For one, it ignores the immense amount of progress being made in the fields of renewable energy. Whereas inefficiency and high costs remained as stumbling blocks in previous decades, an exponential drop in costs and a rise in efficiency has made solar increasingly attractive for power companies in recent years. Wind and tidal are in similar situations, with countries like Scotland and the United Arab Emirates leading the way in making them profitable.
Second, it ignores the fact that developed nations continue to stymie growth in renewables by the continued way in which they commit billions to subsidizing oil and coal. According to a new report from the Overseas Development Institute, public subsidies for fossil fuels totaled $523 billion in 2011. That’s six times the level of support for the renewable energy industry, despite those technologies being less mature than oil and coal.
Among richer countries, the top 11 heaviest carbon emitters spent $74 billion in subsidies in 2011, with Russia, the United States, Australia, Germany, and the United Kingdom leading the way. In the U.S., these included a $1 billion fuel tax exemption for farmers, $1 billion for the Strategic Petroleum Reserve, and $500 million for fossil fuel R&D.
…shooting themselves in both feet [by subsidizing] the very activities that are pushing the world towards dangerous climate change… [and] creating barriers to investment in low-carbon development.
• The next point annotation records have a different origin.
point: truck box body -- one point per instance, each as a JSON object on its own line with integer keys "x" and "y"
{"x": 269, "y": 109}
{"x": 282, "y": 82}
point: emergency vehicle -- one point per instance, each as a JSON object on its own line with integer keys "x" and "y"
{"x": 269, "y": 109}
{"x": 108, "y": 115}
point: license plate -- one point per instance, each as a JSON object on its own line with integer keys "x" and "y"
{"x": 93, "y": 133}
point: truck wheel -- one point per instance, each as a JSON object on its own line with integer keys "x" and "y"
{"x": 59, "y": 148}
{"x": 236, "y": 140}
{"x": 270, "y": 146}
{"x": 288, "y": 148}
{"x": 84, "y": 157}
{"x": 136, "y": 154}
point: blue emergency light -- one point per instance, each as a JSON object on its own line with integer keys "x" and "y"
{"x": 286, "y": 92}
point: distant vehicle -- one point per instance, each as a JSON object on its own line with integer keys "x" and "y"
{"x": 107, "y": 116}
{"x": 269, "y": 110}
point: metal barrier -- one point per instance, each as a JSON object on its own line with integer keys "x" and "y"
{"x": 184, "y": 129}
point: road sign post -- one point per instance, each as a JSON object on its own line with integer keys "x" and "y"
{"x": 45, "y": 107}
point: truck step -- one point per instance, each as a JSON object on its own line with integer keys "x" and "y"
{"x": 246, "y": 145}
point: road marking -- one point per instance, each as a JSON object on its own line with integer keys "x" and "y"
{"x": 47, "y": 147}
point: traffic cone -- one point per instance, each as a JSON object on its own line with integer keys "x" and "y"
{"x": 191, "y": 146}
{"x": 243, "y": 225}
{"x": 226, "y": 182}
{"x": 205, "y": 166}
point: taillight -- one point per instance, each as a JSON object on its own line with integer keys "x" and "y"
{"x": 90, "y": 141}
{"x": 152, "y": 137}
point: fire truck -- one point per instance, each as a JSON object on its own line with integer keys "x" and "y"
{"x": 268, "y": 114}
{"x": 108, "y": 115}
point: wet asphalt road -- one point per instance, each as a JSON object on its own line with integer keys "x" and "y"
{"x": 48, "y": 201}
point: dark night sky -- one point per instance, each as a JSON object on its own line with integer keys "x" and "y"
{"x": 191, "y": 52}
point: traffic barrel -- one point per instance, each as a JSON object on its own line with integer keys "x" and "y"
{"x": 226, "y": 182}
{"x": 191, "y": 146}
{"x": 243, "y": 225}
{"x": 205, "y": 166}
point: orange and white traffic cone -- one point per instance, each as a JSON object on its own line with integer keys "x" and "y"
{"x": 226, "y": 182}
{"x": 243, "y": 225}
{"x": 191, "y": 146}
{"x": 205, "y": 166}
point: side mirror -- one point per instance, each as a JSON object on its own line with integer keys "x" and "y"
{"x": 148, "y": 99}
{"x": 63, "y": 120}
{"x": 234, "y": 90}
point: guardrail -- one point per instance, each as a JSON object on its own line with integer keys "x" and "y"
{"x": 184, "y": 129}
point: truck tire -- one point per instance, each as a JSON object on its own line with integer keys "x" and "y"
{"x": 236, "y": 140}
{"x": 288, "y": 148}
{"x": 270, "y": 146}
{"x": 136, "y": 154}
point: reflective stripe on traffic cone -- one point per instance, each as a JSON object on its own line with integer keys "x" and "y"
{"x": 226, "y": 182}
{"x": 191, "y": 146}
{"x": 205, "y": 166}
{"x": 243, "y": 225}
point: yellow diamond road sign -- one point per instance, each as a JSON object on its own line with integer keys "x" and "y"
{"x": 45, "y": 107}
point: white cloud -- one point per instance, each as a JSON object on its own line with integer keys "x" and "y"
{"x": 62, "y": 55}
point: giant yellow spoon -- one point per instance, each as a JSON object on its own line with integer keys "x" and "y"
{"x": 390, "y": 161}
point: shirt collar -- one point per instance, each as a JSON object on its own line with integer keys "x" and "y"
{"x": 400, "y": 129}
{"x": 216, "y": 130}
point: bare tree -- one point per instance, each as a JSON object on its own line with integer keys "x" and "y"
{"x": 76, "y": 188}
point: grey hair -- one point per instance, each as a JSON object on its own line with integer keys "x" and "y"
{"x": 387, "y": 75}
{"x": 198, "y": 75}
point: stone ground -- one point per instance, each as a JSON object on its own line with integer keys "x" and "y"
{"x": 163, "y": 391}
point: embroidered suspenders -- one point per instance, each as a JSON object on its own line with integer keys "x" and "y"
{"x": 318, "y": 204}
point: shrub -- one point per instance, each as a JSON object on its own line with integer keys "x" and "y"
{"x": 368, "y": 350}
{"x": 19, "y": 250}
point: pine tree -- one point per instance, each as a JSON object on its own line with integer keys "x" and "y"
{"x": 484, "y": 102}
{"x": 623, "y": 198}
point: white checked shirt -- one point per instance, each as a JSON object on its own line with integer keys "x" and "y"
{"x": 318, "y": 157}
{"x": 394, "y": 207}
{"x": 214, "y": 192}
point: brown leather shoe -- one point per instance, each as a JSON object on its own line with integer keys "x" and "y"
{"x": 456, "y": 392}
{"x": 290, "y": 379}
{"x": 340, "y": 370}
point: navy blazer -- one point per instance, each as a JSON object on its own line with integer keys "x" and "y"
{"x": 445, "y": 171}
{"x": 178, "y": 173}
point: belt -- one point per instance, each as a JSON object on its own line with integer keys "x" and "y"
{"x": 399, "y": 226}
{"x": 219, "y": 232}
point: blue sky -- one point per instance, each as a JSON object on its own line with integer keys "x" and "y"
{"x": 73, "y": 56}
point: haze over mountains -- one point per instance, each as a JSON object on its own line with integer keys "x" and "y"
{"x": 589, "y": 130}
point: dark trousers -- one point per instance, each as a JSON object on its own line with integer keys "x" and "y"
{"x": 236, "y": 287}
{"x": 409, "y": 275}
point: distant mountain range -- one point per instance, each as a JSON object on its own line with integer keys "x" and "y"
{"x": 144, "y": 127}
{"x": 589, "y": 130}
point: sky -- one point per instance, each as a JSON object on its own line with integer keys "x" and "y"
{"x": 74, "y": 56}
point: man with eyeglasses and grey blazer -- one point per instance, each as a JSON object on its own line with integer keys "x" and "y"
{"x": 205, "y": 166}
According to the British think-tank, this works out a spending of $112 per adult in these nations. But of course, the richest nations are not the only offenders, which nations like Pakistan, Egypt, and Indonesia spending more than twice as much on fossil fuel subsidies as on health. The ODI says the poorest 20% of households typically receive just 7% of overall handouts.
But the ODI may be underestimating the true size of the subsidies in the U.S., depending on how you look at it. Earlier this year, the International Monetary Fund calculated subsidies at $502 billion, a figure which includes the true cost of carbon emissions calculated at a price of $25 a ton. By that measure, global subsidies equal $1.9 trillion.
The report also advises that governments should cut handouts to oil and coal as soon as they can and begin looking after the genuinely poor:
Phasing out fossil fuel subsidies would create a win-win scenario. It would eliminate the perverse incentives that drive up carbon emissions, create price signals for investment in a low-carbon transition and reduce pressure on public finances.
A timely and sound recommendation, and one which cuts to the heart of the matter. In order to address the problem of Climate Change, we must not only adopt better methods for meeting our needs, we must acknowledge the truth of the issue. At the same time, we must acknowledge how ending these subsidies, or redistributing them, would alter the current balance of power on the whole issue of energy.
It’s one thing to claim that alternative methods are unviable when the playing field is level, but since it is not, the argument is essentially hypocrisy. By continuing to finance fossil fuels and coal, we are ensuring that clean energy will remain underdeveloped as an alternative, and hence undermining any chance it has at becoming a true alternative.
So the next time someone tells you that solar or other means of renewable energy are at least 50 years away, or that gas and coal are the only economical means of meeting our energy needs, be sure to ask them why we need to spend half a trillion dollars on them annually.